Sample unique values for measurement flags:


array([' ', '.', 'Z', 'a', 'g'], dtype=object)

The flag meanings, also extracted from the documentation, are as follow:

Blank = no measurement information applicable
- **g** = a carry-over measurement flag from the DSI-3240 dataset
                   which was used only on the very first hour of the month
                   if there was zero precipitation during that hour. The purpose
                   of this flag was mainly to indicate that the station was
                   functional and reporting during the month. Normally in
                   DSI-3240, **zero precipitation amounts were not included in the
                   data file in order to save space**. This HPD dataset does
                   include zero precipitation totals, both those assumed from
                   the DSI-3240 dataset and those determined from the digital
                   recordings of bucket level data. 
- **Z** = represents an "assumed" zero precipitation total. Usually
                   these are values from the DSI-3240 dataset. The rule in that
                   dataset was to "assume" a zero total for any hour where
                   nothing else was reported or indicated for that hour as long
                   as the very first hour of the month had a non-zero amount or
                   a zero amount with the "g" measurement flag. Zero amounts
                   were omitted from the DSI-3240 dataset in order to save disk
                   space. We are not concerned with that anymore.
- **a** = represents the beginning hour of an accumulation period.
                   Sometimes multi-hour accumulations were reported in DSI-3240,
                   so they were brought over for the period of record in which
                   we have DSI-3240 data when that was the best information
                   available.
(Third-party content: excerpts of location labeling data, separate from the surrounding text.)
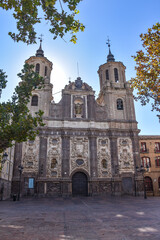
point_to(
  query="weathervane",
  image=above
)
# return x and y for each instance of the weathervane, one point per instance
(40, 38)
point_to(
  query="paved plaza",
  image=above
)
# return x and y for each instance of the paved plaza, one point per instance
(87, 218)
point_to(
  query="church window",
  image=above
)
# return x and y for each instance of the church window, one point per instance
(104, 163)
(34, 101)
(103, 142)
(145, 162)
(53, 163)
(54, 141)
(53, 174)
(37, 68)
(107, 74)
(80, 162)
(159, 183)
(157, 161)
(31, 183)
(119, 104)
(45, 73)
(143, 147)
(30, 164)
(148, 184)
(116, 74)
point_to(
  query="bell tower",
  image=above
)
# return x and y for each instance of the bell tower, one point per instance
(41, 98)
(115, 92)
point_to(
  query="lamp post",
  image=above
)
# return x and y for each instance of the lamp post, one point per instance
(4, 158)
(20, 168)
(143, 170)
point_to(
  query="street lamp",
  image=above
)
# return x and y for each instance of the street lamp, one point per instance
(143, 170)
(20, 168)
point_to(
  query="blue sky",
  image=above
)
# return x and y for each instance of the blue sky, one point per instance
(123, 21)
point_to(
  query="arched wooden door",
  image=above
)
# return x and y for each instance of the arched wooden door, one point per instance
(79, 184)
(148, 184)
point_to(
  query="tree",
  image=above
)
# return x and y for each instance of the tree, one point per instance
(16, 123)
(26, 13)
(147, 80)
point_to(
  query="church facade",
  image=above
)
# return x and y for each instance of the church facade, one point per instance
(88, 146)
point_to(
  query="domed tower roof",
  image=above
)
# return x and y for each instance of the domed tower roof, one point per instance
(110, 57)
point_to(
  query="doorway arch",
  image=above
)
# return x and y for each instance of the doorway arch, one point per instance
(79, 184)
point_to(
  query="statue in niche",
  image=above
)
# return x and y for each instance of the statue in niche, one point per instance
(104, 163)
(78, 109)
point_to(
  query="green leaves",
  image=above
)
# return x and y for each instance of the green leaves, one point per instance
(16, 123)
(147, 81)
(26, 15)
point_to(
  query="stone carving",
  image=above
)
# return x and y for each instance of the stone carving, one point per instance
(125, 155)
(104, 157)
(79, 153)
(30, 155)
(54, 157)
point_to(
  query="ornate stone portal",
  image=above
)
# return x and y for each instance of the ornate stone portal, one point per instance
(125, 155)
(54, 157)
(79, 154)
(104, 157)
(82, 134)
(30, 156)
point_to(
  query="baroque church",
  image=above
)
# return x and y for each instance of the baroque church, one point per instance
(88, 146)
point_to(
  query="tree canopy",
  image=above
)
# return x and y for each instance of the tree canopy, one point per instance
(26, 14)
(16, 123)
(147, 80)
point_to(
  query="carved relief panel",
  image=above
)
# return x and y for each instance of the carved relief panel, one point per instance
(30, 155)
(79, 153)
(104, 157)
(54, 157)
(125, 155)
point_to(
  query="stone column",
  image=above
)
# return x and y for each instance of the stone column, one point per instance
(93, 156)
(114, 155)
(91, 107)
(65, 189)
(42, 156)
(135, 145)
(17, 162)
(65, 156)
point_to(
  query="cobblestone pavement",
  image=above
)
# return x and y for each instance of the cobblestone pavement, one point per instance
(90, 218)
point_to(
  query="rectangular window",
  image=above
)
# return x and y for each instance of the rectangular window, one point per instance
(157, 162)
(31, 183)
(143, 147)
(157, 147)
(145, 161)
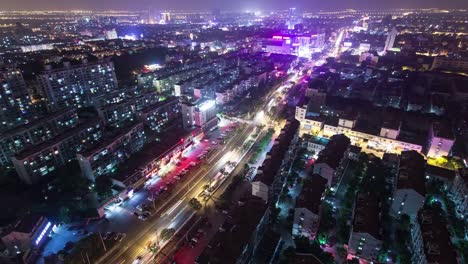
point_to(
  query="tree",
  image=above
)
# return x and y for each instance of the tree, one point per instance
(274, 214)
(103, 186)
(288, 253)
(166, 233)
(64, 214)
(341, 251)
(195, 204)
(302, 244)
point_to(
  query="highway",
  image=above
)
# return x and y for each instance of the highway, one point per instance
(175, 210)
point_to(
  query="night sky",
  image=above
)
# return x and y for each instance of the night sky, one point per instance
(223, 4)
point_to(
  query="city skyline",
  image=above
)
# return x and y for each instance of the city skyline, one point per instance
(242, 5)
(168, 136)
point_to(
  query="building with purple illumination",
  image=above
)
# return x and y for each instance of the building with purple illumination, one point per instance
(441, 140)
(28, 234)
(201, 114)
(299, 45)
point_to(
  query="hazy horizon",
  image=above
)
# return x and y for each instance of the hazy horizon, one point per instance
(241, 5)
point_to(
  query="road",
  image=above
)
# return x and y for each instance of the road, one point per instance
(175, 210)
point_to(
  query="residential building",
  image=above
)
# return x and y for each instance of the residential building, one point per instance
(459, 193)
(160, 116)
(34, 163)
(390, 41)
(104, 158)
(201, 113)
(119, 114)
(308, 207)
(76, 85)
(266, 184)
(447, 63)
(15, 102)
(27, 236)
(410, 191)
(430, 239)
(440, 139)
(315, 144)
(365, 239)
(36, 132)
(331, 160)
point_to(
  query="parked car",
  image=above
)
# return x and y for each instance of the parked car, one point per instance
(119, 236)
(142, 217)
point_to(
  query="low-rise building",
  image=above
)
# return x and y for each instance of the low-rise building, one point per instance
(441, 140)
(36, 132)
(365, 239)
(160, 116)
(330, 162)
(38, 161)
(410, 191)
(265, 184)
(201, 114)
(104, 157)
(430, 239)
(308, 207)
(27, 236)
(315, 144)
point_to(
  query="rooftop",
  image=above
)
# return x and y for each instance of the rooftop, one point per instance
(334, 151)
(442, 130)
(440, 172)
(27, 223)
(150, 152)
(367, 215)
(110, 140)
(438, 247)
(68, 134)
(311, 194)
(226, 247)
(411, 172)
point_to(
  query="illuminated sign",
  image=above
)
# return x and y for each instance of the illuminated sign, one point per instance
(207, 105)
(44, 231)
(153, 67)
(281, 37)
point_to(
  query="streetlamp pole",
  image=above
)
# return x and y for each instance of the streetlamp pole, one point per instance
(102, 241)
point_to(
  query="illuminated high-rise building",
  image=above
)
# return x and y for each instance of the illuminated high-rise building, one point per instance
(201, 114)
(15, 103)
(390, 39)
(77, 85)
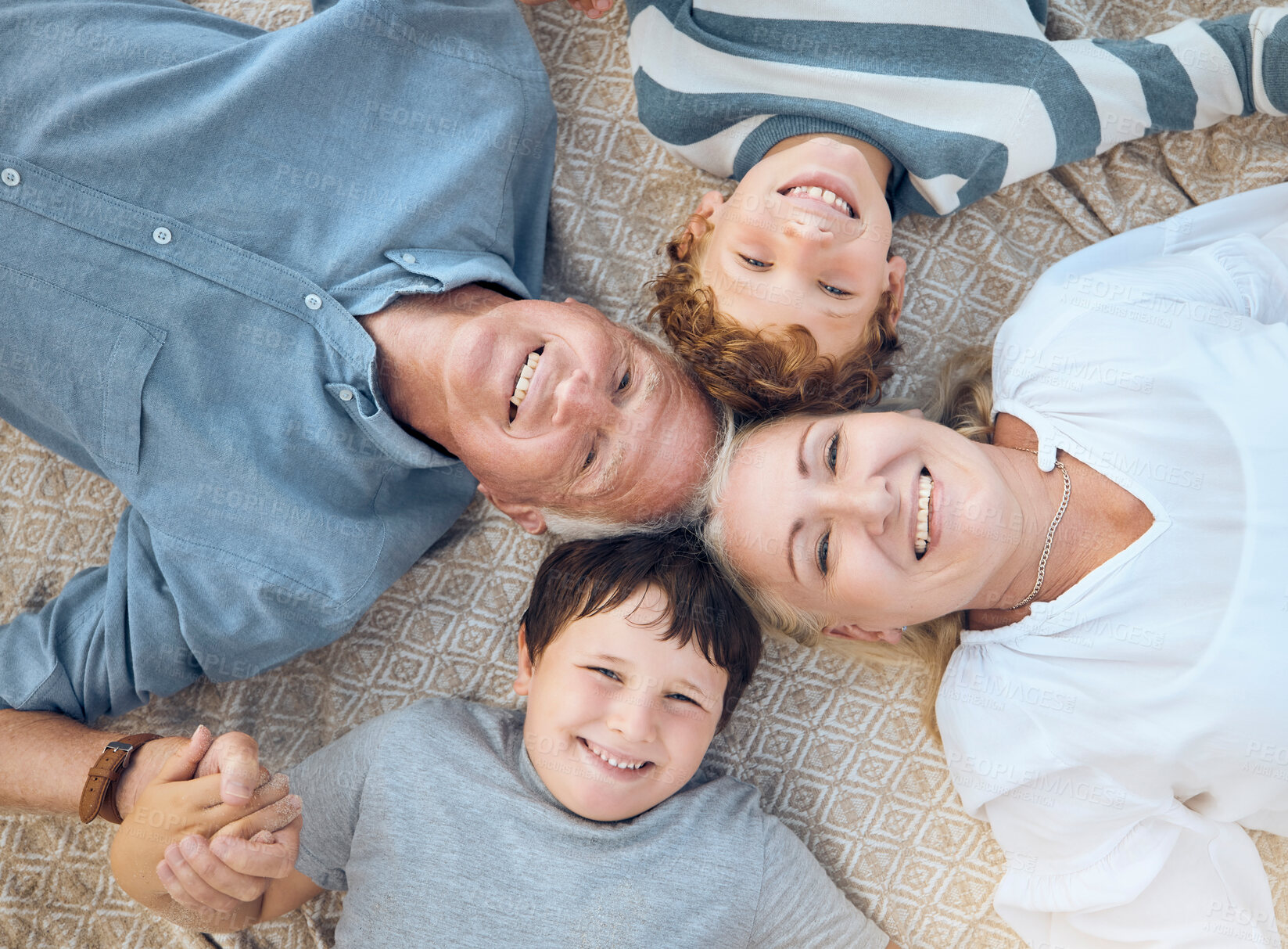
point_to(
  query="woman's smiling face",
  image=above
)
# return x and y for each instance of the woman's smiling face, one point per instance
(823, 511)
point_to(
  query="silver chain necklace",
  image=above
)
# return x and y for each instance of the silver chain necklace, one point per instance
(1055, 523)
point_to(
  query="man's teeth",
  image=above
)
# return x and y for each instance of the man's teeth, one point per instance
(615, 762)
(521, 388)
(830, 197)
(924, 487)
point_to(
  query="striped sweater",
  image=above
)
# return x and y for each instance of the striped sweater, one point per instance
(963, 97)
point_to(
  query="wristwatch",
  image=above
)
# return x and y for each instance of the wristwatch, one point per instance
(98, 798)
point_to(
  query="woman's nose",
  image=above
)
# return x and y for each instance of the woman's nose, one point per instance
(871, 501)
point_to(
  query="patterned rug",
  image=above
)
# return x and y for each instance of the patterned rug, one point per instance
(834, 748)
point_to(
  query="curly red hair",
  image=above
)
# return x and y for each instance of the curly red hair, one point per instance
(762, 373)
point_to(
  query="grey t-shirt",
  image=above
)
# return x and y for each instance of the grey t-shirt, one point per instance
(439, 828)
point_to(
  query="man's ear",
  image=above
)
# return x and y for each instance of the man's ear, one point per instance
(897, 282)
(523, 680)
(525, 515)
(849, 631)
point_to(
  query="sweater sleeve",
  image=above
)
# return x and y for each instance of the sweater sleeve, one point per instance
(1095, 93)
(800, 907)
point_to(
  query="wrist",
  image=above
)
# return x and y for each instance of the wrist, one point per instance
(143, 766)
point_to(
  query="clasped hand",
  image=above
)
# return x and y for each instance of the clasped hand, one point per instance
(197, 861)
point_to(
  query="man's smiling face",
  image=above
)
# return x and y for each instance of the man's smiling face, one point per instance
(605, 425)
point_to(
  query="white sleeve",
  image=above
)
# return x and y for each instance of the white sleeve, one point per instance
(1090, 865)
(800, 907)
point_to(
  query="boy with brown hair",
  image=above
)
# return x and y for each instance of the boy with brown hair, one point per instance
(583, 821)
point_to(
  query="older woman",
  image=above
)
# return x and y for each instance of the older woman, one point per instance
(1102, 584)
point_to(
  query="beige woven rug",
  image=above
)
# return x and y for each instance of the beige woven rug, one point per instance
(835, 748)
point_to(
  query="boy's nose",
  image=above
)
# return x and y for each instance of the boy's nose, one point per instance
(633, 718)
The data value for the beginning of an
                   accumulation period is set to missing (-9999).
- **.** = represents an hour during an accumulation period, between the
                   beginning and ending hours of the accumulation period.
                   The data value during the midst of an accumulation period is
                   set to missing (-9999). Accumulations across multiple hours
                   exist only from the legacy DSI-3240 data source. 
- **A** = designates the end of an accumulation period.
                   The accumulation total for the period is given for the
                   data value.
- **T** = trace of precipitation


In [6]:
print('Sample unique values for quality flags:')
np.unique(np.concatenate([ppt_example_df['0000QF'].unique(), ppt_example_df['0015QF'].unique(), ppt_example_df['0030QF'].unique()]))

Sample unique values for quality flags:


array([' ', 'D', 'M', 'R'], dtype=object)

Meanings for the quality flag, also extracted from documentation, are as follow:

- **Blank** = did not fail any quality assurance check
- **X**     = failed global extreme exceedence check
- **N**     = failed negative precipitation check
- **Y**     = failed state extreme exceedence check
        (performed on daily totals)
- **K**     = failed streak/frequent-value check
- **G**     = failed gap check
- **O**     = failed climatological outlier check
- **Z**     = flagged as a result of an official Datzilla investigation
- **A**     = The value is not an hourly precipitation total but rather
        an accumulation total for a period greater than an hour in
        duration and lasting through the end of this hour.
        (See measurement flags "a" and "." for the beginning time of
        the accumulation period and times during the accumulation
        period, respectively.) Accumulations across multiple hours
        exist only from the legacy DSI-3240 data source.
- **M**     = represents the associated value at this observation time is
        missing in the DSI-3240 dataset and no alternate data source
        is available. This is a carry-over indicator from DSI-3240 to
        allow the user to distinguish between missing and deleted
        data in that older system. (See the "D" quality flag.)
        However, the most consistent way to identify hours of missing
        data across the entire dataset is to test if the
        precipitation value is equal to the special missing value
        of -9999. 
- **D**     = represents the associated value at this time was deleted by
        the DSI-3240 processing system. Usually this was done
        manually by a trained meteorological technician who made the
        decision using ancillary information and experience.
- **Q**     = a carry-over quality flag the legacy DSI-3240 data source. 
        Prior to 1996: Indicates value failed an extreme value test
        (value will be present); data are to be used with caution.
        Extremes tests were:
        1) If the value was not an accumulated precipitation total,
            the value failed the one-hour statewide 100-year return
            period precipitation.
        2) If the value was an accumulated precipitation total,
            the value failed the 24-hour statewide extreme
            precipitation total. This flag was assigned during a 1997
            NCDC rehabilitation of the 1900-1995 DSI-3240 archive.
        Since January 1996: A single erroneous datum (value will be
        present). Lowest data resolution is hourly. This flag is
        rarely used in DSI-3240 since 1996.
- **q**     = a carry-over quality flag the legacy DSI-3240 data source. 
        Used since January 1996. An hourly value excludes one or
        more 15 minute periods. Lowest data resolution is 15 minutes.
- **R**     = a carry-over quality flag the legacy DSI-3240 data source.
        Used since January 1996. Indicates data values are suspect
        with regard to the times or period of occurrence. 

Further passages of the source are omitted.